In his latest blog, Reverend David Southall says we must prioritise our older generation during the Covid-19 pandemic

"The way in which we have treated our elderly citizens in the first wave of the coronavirus pandemic will long be remembered as a stain on our nation. There have been policy errors, clinical errors and just pure human errors in what has become a national disgrace.

"This came home forcefully to me the other day when I went to a ward to see a patient and his daughter. This was the first time that the daughter had been able to see her dad in six months. Oh, 'it’s okay', we say. They did manage to wave to each other through the window at the care home in which he was resident and happy. They could send parcels in and contact him on the phone. After all, we all had to make sacrifices during coronavirus times.

"But as I saw this woman holding her father’s hand, touching him for the first time for as long as she could remember, I was very moved. Touch and proximity are part of the human condition. We thrive on feeling another person close to us. And because her dad was suffering with dementia it was even more heart-rending. How could she explain why she hadn’t been to see him? And because she was the one who reassured him when he became anxious and agitated, how could she deal with her own feelings of not being there close to dad when he needed her most.

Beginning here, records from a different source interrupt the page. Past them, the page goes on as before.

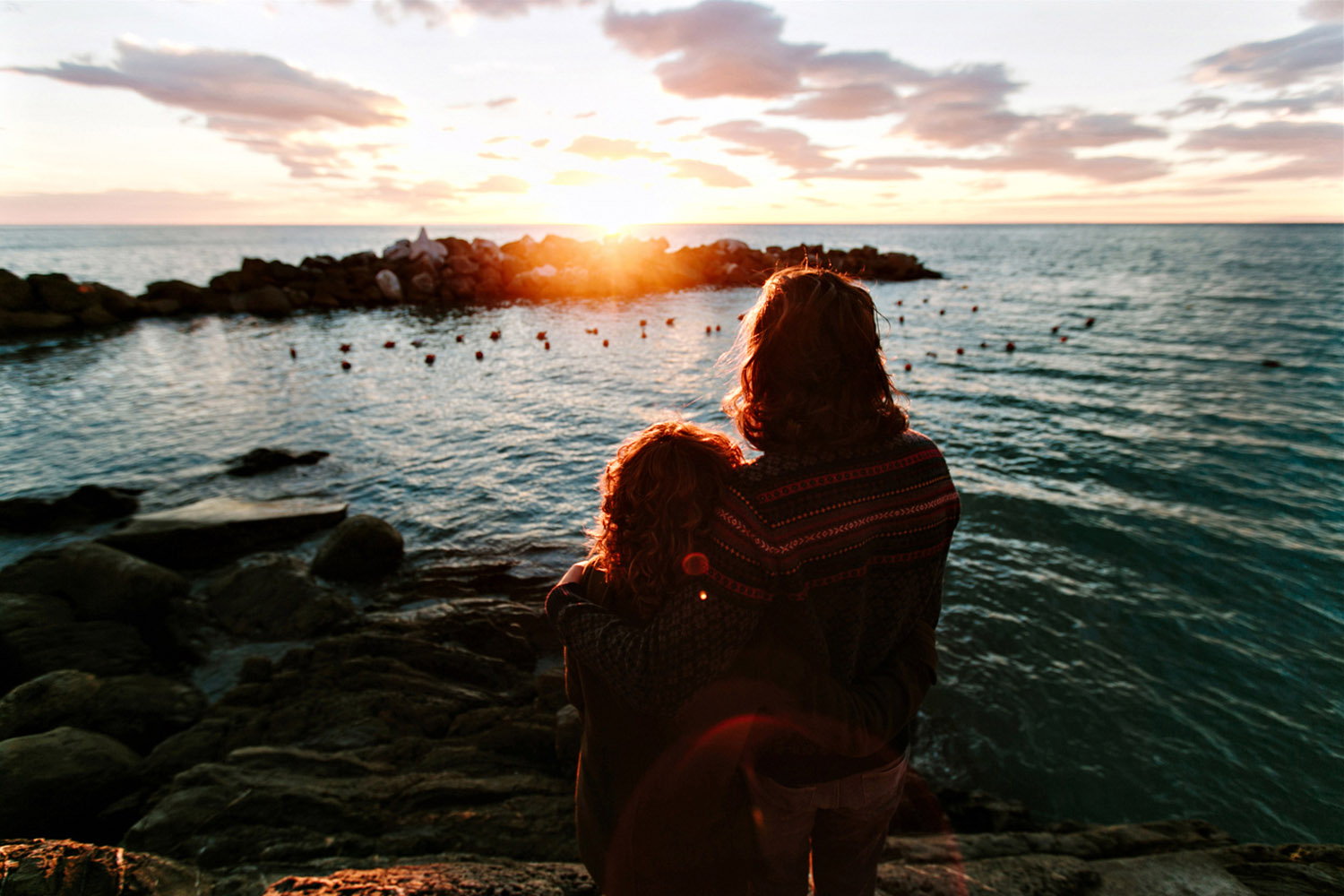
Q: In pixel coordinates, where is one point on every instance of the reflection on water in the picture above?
(1142, 602)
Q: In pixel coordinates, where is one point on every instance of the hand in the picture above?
(574, 573)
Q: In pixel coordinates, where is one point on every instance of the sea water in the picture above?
(1142, 614)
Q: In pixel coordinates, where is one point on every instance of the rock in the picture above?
(389, 285)
(263, 301)
(218, 530)
(86, 504)
(274, 597)
(265, 460)
(53, 783)
(61, 295)
(101, 648)
(15, 293)
(99, 582)
(362, 547)
(65, 868)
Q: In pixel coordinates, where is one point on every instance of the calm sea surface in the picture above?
(1142, 613)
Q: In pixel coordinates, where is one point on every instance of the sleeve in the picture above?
(688, 643)
(849, 720)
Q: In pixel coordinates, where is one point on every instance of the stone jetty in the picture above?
(435, 273)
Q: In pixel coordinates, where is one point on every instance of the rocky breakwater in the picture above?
(433, 273)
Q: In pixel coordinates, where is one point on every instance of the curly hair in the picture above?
(658, 495)
(812, 371)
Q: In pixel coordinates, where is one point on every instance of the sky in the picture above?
(386, 112)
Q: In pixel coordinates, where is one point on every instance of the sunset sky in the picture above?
(640, 112)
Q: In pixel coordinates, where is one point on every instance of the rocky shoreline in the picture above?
(433, 273)
(360, 734)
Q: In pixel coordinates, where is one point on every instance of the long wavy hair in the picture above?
(658, 497)
(811, 366)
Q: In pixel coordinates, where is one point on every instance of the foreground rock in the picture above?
(435, 273)
(220, 530)
(85, 505)
(362, 547)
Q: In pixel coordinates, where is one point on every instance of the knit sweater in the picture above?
(836, 554)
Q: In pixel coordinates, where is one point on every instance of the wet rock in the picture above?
(218, 530)
(65, 866)
(281, 804)
(51, 783)
(362, 547)
(265, 460)
(139, 711)
(86, 504)
(274, 597)
(99, 582)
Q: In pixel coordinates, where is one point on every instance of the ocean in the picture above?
(1142, 614)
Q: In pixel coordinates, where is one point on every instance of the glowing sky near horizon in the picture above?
(639, 112)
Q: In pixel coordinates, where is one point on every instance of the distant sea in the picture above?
(1144, 610)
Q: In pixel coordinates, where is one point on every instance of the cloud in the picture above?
(717, 48)
(1306, 56)
(782, 145)
(610, 150)
(233, 83)
(707, 174)
(502, 185)
(577, 177)
(1312, 148)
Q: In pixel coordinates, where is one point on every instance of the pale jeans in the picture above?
(843, 823)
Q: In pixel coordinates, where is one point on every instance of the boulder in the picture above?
(65, 866)
(273, 595)
(362, 547)
(265, 460)
(220, 530)
(99, 582)
(56, 782)
(140, 711)
(15, 293)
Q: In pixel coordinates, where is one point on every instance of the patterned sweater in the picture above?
(835, 554)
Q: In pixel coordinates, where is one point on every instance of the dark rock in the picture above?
(362, 547)
(274, 597)
(139, 711)
(99, 582)
(66, 868)
(15, 293)
(53, 783)
(265, 460)
(58, 293)
(218, 530)
(101, 648)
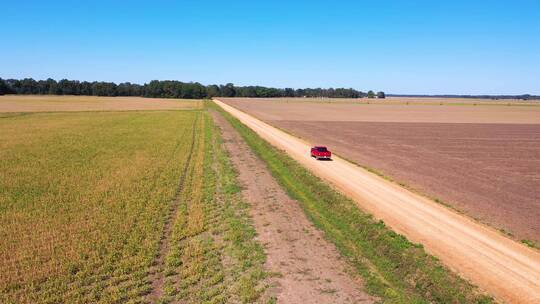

"It is six months they will never get back. Six months when she missed taking him out for drives, spending time in his company, doing the things good daughters do for their parents. All of this was compounded by the fact that dad was now reaching the end of his life. In fact, that is the only reason why she was able to visit him in hospital. Of course, there was no indication that he was suffering from Covid. But in some ways, we are all suffering from Covid. This hateful virus has robbed people of time together when they needed it the most. For many of us, we will laugh at the end of it proclaiming how we were the Covid 2020 survivors. But for so many others it will be a different story.

"So, in this second wave, I can only hope that the policymakers and clinicians, and indeed all of us, put our elderly first. Thinking of ever new creative ways to make the necessary provisions for those who fought and sacrificed for us in so many ways. Or face a second stain on our nation's treatment of our elderly."